Il a commencé à être confronté à la tragédie qui a frappé sa famille lorsque le réservoir d’eau de sa maison a explosé au-dessus de sa tête pendant son sommeil. « Je n’ai pas entendu l’attaque aérienne, c’était comme si j’étais en train de rêver, quand soudainement j’ai été aspergé d’eau », raconte Anouar Khalil Baaloucha, un homme fluet de 37 ans avec une barbe noire et, sous les yeux, deux cernes tout aussi noires. Ce qui semblait être un mauvais rêve a tourné à un vrai cauchemar. Ce soir-là, lorsque l’aviation israélienne a détruit la mosquée [censée abriter des armes, NDLR] du quartier de Jabaliya, à Gaza-City, elle a aussi emporté sa maison et cinq de ses filles. Tahreir, 17 ans, Ikram, 14 ans, Samar, 12 ans, Dina, 7 ans, et Jawaher, 4 ans, sont mortes écrasées après que la mosquée s’est effondrée sur le mur de leur chambre. La petite Baraa, qui avait seulement 12 jours au début de la guerre, a survécu par miracle : le souffle de l’explosion a renversé son couffin, qui lui a servi de bouclier. « Avant, j’avais l’habitude de compter mes enfants quand nous sortions pour déjeuner ou dîner en famille pour m’assurer que les neuf étaient bien là, explique Anouar Khalil. Maintenant, cela n’est plus nécessaire. » […]

 

La colère et l’effroi

Tandis que les chars israéliens se retirent vers la frontière, les habitants de Gaza-City s’aventurent dans les rues pour essayer d’évaluer l’étendue des destructions dans leur voisinage. Anouar Khalil et sa femme, Samira, 36 ans, sont allés inspecter leur ancienne maison. C’est la première fois qu’ils y retournent depuis qu’ils ont enterré leurs filles. Ils habitent désormais dans l’appartement d’un ami avec leurs enfants survivants, trois filles et un garçon. Un logement d’une pièce avec pour seuls meubles un lit et des matelas en mousse.

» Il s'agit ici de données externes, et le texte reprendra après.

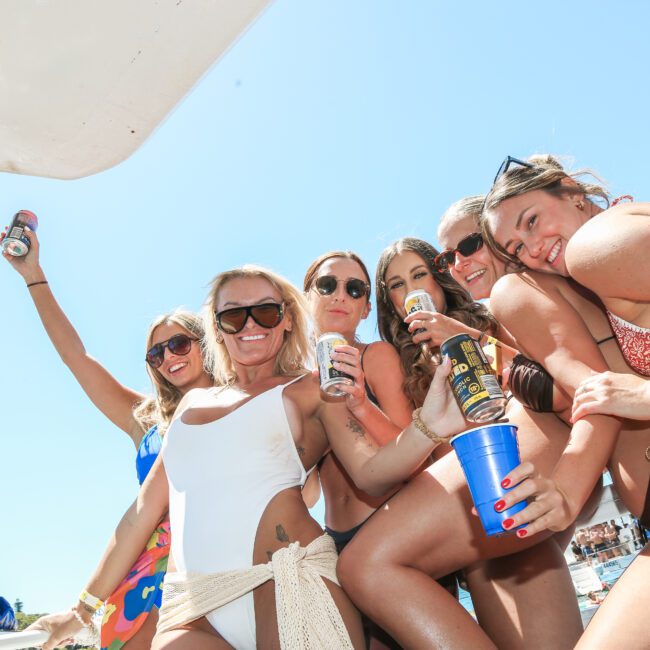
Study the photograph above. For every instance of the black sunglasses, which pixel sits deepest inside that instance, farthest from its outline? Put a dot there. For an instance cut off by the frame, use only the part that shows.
(355, 288)
(178, 344)
(507, 163)
(268, 315)
(466, 246)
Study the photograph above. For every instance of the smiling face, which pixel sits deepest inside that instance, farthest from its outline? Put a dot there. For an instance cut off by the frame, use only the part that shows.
(182, 371)
(407, 272)
(254, 345)
(477, 272)
(338, 312)
(536, 226)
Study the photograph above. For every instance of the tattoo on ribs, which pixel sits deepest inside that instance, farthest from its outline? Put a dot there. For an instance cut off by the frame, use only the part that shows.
(354, 426)
(281, 534)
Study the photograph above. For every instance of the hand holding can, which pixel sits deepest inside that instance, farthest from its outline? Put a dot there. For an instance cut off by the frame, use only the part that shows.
(15, 242)
(472, 379)
(330, 377)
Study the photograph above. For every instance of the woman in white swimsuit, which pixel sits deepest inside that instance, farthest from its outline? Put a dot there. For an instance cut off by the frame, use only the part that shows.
(247, 559)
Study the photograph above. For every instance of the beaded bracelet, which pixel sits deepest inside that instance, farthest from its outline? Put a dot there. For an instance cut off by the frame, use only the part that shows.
(423, 428)
(90, 602)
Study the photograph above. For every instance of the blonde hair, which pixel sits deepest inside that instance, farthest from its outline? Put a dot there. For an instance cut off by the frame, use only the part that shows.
(547, 174)
(295, 353)
(470, 206)
(158, 410)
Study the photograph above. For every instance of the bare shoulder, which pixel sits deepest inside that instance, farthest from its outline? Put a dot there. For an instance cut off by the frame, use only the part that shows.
(379, 355)
(195, 397)
(609, 254)
(515, 294)
(305, 394)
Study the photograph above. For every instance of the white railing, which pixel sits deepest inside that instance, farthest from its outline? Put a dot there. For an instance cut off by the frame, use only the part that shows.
(26, 639)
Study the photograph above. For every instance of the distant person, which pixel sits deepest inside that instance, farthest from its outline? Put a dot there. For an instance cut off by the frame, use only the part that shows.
(594, 598)
(577, 551)
(612, 540)
(175, 366)
(597, 537)
(8, 621)
(626, 537)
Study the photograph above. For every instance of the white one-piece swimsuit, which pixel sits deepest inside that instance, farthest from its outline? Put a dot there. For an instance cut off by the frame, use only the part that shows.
(222, 475)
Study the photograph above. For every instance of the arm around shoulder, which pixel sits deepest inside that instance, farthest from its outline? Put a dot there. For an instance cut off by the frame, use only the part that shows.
(609, 254)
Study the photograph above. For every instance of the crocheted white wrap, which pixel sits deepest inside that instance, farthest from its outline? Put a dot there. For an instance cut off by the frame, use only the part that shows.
(308, 619)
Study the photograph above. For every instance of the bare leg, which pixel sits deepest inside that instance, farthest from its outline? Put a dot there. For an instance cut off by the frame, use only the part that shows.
(426, 531)
(198, 635)
(143, 638)
(527, 600)
(275, 531)
(622, 620)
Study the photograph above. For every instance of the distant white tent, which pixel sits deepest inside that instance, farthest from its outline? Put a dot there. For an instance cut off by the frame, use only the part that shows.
(84, 82)
(585, 579)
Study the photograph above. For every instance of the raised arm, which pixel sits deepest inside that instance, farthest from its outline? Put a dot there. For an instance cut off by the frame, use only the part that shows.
(113, 399)
(609, 255)
(375, 471)
(549, 330)
(394, 412)
(124, 548)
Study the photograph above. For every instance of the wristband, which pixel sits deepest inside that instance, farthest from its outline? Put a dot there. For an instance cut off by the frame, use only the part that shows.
(91, 601)
(423, 428)
(79, 617)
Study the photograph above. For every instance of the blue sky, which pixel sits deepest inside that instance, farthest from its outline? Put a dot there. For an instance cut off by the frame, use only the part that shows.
(329, 125)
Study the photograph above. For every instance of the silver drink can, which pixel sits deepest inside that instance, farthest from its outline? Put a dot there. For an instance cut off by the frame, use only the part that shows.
(418, 300)
(330, 377)
(16, 242)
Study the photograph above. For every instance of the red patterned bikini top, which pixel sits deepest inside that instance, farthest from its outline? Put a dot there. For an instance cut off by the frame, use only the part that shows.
(634, 342)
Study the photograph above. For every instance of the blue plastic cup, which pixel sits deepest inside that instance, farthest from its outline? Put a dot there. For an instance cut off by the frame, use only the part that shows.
(486, 454)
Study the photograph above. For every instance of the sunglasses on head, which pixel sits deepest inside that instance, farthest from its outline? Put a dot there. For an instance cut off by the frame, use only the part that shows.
(355, 288)
(466, 246)
(507, 163)
(268, 315)
(179, 344)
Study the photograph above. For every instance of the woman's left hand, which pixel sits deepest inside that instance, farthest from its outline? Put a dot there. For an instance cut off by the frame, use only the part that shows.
(549, 507)
(436, 327)
(62, 628)
(347, 359)
(612, 393)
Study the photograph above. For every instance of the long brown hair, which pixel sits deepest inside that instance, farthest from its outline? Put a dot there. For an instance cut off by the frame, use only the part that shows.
(160, 408)
(419, 369)
(545, 173)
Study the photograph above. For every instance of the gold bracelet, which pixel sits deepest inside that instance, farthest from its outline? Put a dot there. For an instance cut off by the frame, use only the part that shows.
(423, 428)
(90, 602)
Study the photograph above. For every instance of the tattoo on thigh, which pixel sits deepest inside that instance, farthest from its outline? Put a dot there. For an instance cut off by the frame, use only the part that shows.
(356, 428)
(353, 425)
(281, 534)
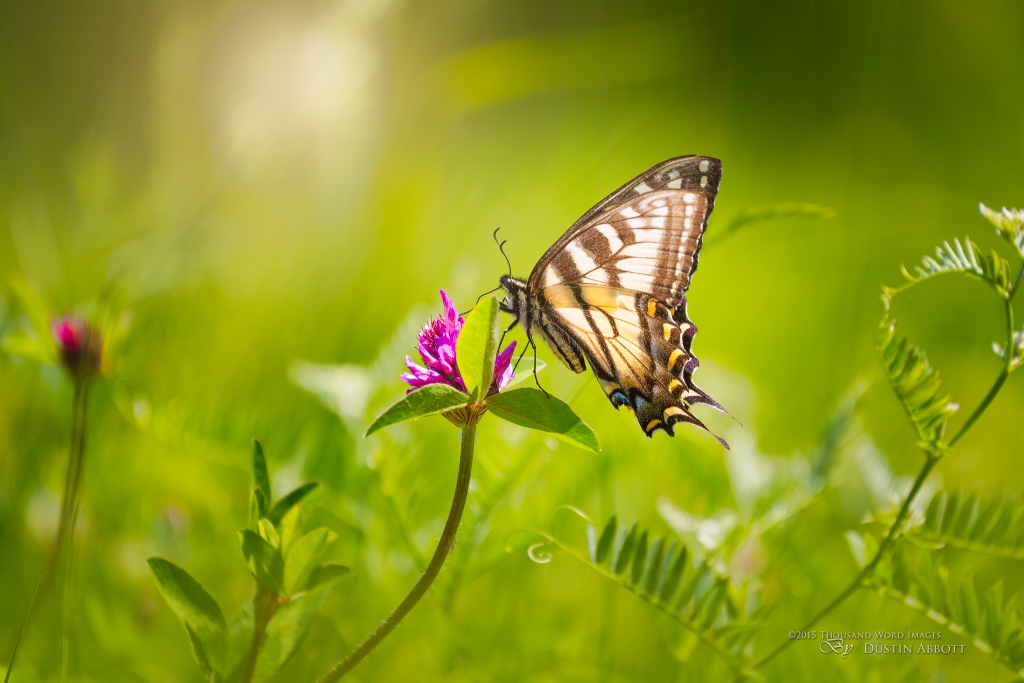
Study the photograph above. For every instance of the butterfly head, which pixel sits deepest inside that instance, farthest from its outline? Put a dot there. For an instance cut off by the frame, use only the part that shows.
(515, 295)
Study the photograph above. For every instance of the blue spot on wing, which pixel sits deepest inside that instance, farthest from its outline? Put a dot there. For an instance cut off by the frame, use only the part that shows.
(619, 398)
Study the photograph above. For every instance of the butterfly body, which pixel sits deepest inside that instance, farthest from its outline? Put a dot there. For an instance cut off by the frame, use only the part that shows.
(612, 292)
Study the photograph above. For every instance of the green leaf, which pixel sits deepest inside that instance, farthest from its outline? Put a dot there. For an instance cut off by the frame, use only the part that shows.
(856, 544)
(284, 635)
(39, 314)
(303, 557)
(525, 371)
(477, 346)
(604, 542)
(623, 552)
(532, 409)
(198, 611)
(652, 564)
(988, 524)
(264, 561)
(1009, 225)
(291, 529)
(915, 384)
(639, 557)
(964, 258)
(654, 570)
(281, 508)
(673, 567)
(326, 574)
(260, 478)
(425, 400)
(268, 532)
(29, 347)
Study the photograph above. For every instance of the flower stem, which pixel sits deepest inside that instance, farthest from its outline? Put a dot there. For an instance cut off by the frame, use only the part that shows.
(443, 548)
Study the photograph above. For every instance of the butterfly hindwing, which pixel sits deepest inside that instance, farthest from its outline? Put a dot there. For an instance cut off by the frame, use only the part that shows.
(638, 347)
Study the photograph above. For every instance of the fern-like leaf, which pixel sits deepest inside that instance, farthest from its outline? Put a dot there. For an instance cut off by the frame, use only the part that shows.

« C’était tellement incroyable. J’en suis encore malade », souffle Anouar Khalil. Son épouse reste prostrée. Seuls ses yeux bougent. Comme si le reste de son visage était paralysé par l’effroi. Tailleur de son état, au chômage depuis la pénurie de tissus provoquée par le blocus israélien de Gaza, Anouar Khalil assure que si sa femme et lui tentent de se ressaisir, c’est dans le seul intérêt de leurs enfants survivants. Iman, 16 ans, qui marche difficilement en raison des blessures qu’elle a subies pendant le bombardement, explique qu’elle va étudier à l’école de médecine comme l’avait envisagé sa défunte sœur aînée.

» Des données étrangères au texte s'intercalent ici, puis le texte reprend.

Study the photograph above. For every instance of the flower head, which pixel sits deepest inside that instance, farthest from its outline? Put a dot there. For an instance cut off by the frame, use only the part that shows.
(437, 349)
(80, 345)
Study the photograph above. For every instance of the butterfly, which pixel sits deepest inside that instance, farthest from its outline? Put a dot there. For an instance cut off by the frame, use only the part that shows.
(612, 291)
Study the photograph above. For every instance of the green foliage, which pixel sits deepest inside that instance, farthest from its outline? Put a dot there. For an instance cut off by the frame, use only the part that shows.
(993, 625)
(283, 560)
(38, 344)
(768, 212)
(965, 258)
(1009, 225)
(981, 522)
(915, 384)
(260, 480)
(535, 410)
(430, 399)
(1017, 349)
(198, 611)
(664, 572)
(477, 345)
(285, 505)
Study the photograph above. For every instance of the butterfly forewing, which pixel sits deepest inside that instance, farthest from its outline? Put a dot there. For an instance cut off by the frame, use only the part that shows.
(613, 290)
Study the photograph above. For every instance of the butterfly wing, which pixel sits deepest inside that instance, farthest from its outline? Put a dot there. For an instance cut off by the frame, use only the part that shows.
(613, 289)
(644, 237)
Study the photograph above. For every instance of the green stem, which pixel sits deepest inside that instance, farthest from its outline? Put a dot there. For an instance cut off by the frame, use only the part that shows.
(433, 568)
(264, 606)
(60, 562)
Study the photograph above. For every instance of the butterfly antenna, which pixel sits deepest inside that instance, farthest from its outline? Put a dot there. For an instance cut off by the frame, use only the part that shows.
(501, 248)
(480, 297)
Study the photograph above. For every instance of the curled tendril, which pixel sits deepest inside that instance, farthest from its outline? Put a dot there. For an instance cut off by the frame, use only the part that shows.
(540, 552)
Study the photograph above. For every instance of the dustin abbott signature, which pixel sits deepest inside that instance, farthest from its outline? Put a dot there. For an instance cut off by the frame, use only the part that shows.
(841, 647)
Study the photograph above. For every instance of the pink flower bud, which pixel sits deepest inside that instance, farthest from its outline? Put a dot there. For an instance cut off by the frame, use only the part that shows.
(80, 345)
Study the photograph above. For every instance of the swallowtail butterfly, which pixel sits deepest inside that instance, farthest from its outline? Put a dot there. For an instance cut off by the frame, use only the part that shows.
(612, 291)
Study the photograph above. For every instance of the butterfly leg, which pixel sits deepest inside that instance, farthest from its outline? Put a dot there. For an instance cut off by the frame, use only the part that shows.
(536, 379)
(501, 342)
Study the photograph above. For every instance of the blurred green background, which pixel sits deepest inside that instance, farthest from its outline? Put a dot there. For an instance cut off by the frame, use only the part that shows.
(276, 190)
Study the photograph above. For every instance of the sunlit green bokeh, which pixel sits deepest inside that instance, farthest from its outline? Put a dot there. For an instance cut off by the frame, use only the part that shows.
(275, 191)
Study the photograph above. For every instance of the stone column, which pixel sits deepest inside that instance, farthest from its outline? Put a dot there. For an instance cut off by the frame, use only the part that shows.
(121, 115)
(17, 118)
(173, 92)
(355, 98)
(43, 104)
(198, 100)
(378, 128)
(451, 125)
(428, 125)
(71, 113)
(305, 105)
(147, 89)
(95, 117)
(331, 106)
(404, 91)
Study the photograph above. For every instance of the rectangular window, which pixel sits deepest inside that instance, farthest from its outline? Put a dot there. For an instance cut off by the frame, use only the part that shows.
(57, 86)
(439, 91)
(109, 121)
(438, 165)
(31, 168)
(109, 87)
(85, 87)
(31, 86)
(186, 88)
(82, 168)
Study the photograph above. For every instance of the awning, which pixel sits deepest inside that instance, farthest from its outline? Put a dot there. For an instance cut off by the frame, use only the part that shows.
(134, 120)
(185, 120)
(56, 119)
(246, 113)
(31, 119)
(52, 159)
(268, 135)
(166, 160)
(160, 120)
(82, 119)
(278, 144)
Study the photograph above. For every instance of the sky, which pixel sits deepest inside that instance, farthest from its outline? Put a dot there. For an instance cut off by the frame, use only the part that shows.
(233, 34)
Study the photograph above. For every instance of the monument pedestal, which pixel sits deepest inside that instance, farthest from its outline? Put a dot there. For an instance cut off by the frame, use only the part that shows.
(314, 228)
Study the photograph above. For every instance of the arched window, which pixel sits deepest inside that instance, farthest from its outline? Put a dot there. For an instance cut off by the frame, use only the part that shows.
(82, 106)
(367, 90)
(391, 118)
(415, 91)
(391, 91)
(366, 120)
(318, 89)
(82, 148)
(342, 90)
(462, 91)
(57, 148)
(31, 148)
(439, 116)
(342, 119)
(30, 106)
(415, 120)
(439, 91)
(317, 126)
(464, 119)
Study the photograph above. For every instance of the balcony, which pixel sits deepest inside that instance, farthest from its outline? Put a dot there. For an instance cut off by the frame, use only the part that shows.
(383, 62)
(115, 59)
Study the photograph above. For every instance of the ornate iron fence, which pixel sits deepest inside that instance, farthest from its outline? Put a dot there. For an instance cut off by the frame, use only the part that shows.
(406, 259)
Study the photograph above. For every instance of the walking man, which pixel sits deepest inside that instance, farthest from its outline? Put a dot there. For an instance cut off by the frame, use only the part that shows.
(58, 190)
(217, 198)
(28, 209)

Mais le raid israélien a bouleversé la vie d’Anouar Khalil à tous les niveaux. « Je suis prêt à devenir un martyr maintenant, murmure-t-il. Je suis prêt à participer à une opération kamikaze. » Son frère Nafez intervient : « Il n’était pas du tout politisé avant l’attaque. Il allait même travailler en Israël. Le meurtre de ses cinq filles l’a complètement transformé. »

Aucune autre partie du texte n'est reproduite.